Several chapters back in Ezekiel, the Israelites were confident that the impending disaster wouldn’t happen in their lifetimes.  “Relax, we’re okay,” they surmised.

We’re further along now.  Israel has been captured and many residents have been taken to Babylon.  Babylon kept the Israelite leader in place on the condition that he would remain loyal to Babylon.

Despite signing an agreement with Babylon, the Israelite leader conspired with Egypt.  He would get Egypt to help him.

This was not God’s plan and because of the leader’s behavior there would be a price to pay.

When I do what I (alone) want to do, I am behaving as the Israelite leader did.  I am choosing my own course of action.  I am putting myself in line to bear the consequences of such action.  God is not mocked.  He misses nothing.  I can’t hope that He won’t find out.  In fact, He knows everything I think and do.  Nothing escapes Him.

I continue to recall the point I found in  Revelation 3 about God’s Work and busywork.  If I am not working directly for God, then I am working for Satan.  That’s a harsh truth.  The Israelite leader’s behavior was extreme.  He disregarded God and then directly disobeyed Him.  I, however, do the same at my own level too many times.

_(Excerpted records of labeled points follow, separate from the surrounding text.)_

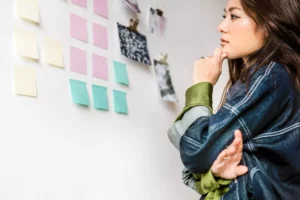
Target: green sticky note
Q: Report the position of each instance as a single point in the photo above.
(121, 74)
(120, 102)
(79, 92)
(100, 97)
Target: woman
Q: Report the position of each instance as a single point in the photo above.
(261, 40)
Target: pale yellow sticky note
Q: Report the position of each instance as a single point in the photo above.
(26, 44)
(25, 81)
(28, 9)
(53, 52)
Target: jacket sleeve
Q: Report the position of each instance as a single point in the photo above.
(197, 104)
(250, 111)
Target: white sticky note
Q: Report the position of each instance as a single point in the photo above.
(53, 52)
(25, 81)
(28, 9)
(26, 44)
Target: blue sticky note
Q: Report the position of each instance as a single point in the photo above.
(100, 97)
(120, 102)
(121, 74)
(79, 92)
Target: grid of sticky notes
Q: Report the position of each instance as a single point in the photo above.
(99, 63)
(25, 77)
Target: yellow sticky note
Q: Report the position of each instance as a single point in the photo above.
(28, 9)
(53, 52)
(25, 81)
(26, 44)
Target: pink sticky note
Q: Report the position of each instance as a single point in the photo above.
(100, 69)
(78, 27)
(78, 60)
(81, 3)
(100, 36)
(100, 8)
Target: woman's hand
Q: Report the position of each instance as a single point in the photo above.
(227, 166)
(210, 68)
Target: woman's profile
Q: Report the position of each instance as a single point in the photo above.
(249, 148)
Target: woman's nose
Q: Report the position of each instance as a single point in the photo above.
(223, 27)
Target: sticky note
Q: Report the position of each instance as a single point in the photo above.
(78, 60)
(26, 44)
(53, 52)
(81, 3)
(120, 102)
(25, 81)
(100, 69)
(100, 97)
(79, 92)
(100, 8)
(78, 28)
(28, 9)
(99, 36)
(121, 74)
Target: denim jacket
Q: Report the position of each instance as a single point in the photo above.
(268, 114)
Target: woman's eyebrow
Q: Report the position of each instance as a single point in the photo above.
(232, 8)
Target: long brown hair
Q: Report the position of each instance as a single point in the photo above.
(280, 21)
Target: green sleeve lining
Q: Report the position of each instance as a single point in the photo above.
(197, 95)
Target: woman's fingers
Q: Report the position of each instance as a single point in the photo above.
(241, 170)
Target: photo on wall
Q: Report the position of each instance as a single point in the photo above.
(164, 81)
(157, 23)
(133, 5)
(133, 45)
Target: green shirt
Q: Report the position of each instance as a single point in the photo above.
(206, 184)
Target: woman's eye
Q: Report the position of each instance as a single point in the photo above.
(234, 17)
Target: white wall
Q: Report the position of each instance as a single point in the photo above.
(51, 149)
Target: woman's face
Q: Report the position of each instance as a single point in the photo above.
(240, 37)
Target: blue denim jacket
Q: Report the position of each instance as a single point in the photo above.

I MUST attach myself and my plans to His scrutiny.  If I act without Him, I am going with Satan.  God is not pleased, and He will not bless me.

I am quite sure that the leader of Israel had trouble imagining that being in captivity was a good thing.  It was to God, however, but not to him.

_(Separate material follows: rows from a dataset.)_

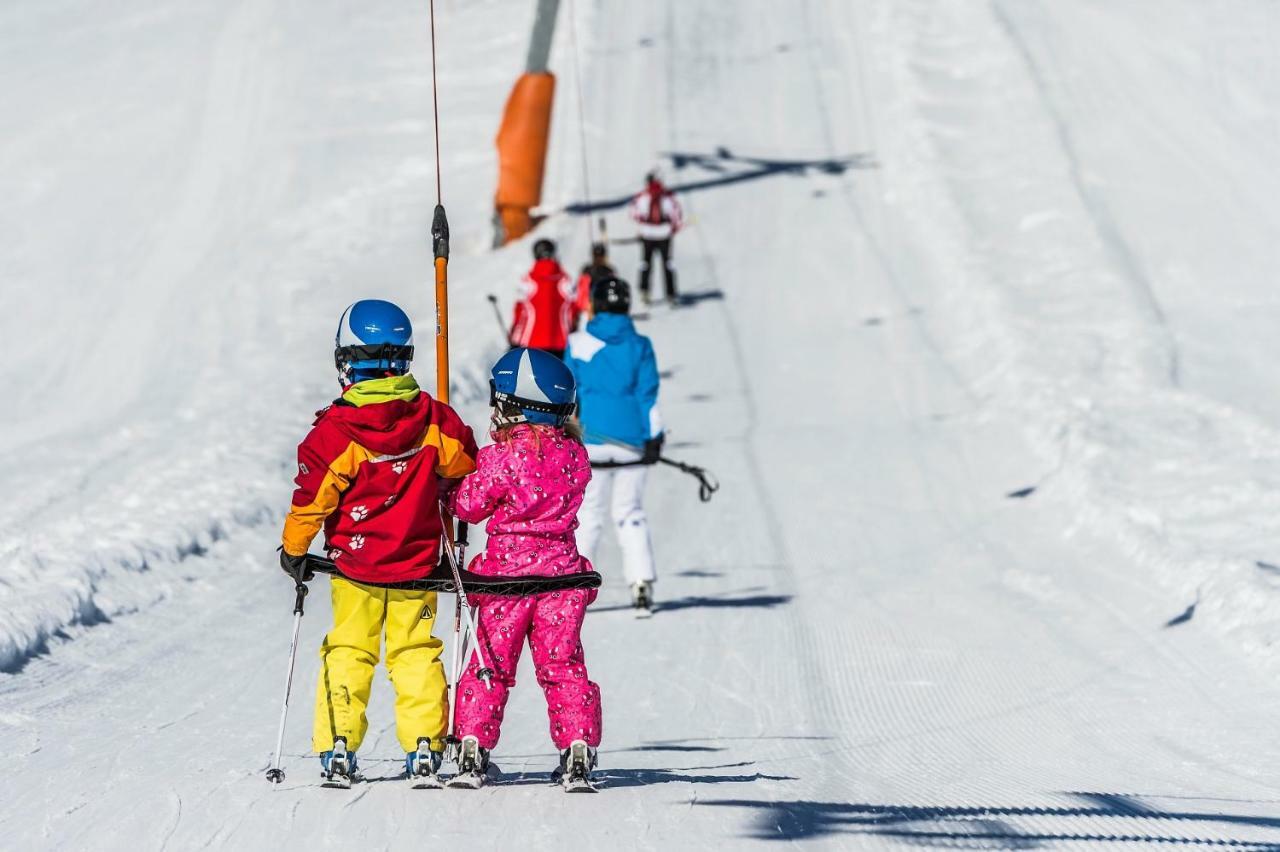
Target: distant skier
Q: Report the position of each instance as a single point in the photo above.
(368, 475)
(617, 388)
(544, 314)
(658, 218)
(597, 270)
(529, 482)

When I am faced with difficult situations, I struggle to remember that if God is running my life then that struggle is for my good.  Too often I want a walk with Him that has no obstacles.  I have to realize that those “obstacles” strengthen me in a way God only knows.

Conclusion: I am not immune from struggles.  Will I remember, because I am a believer, that God is in the struggles with me and live accordingly?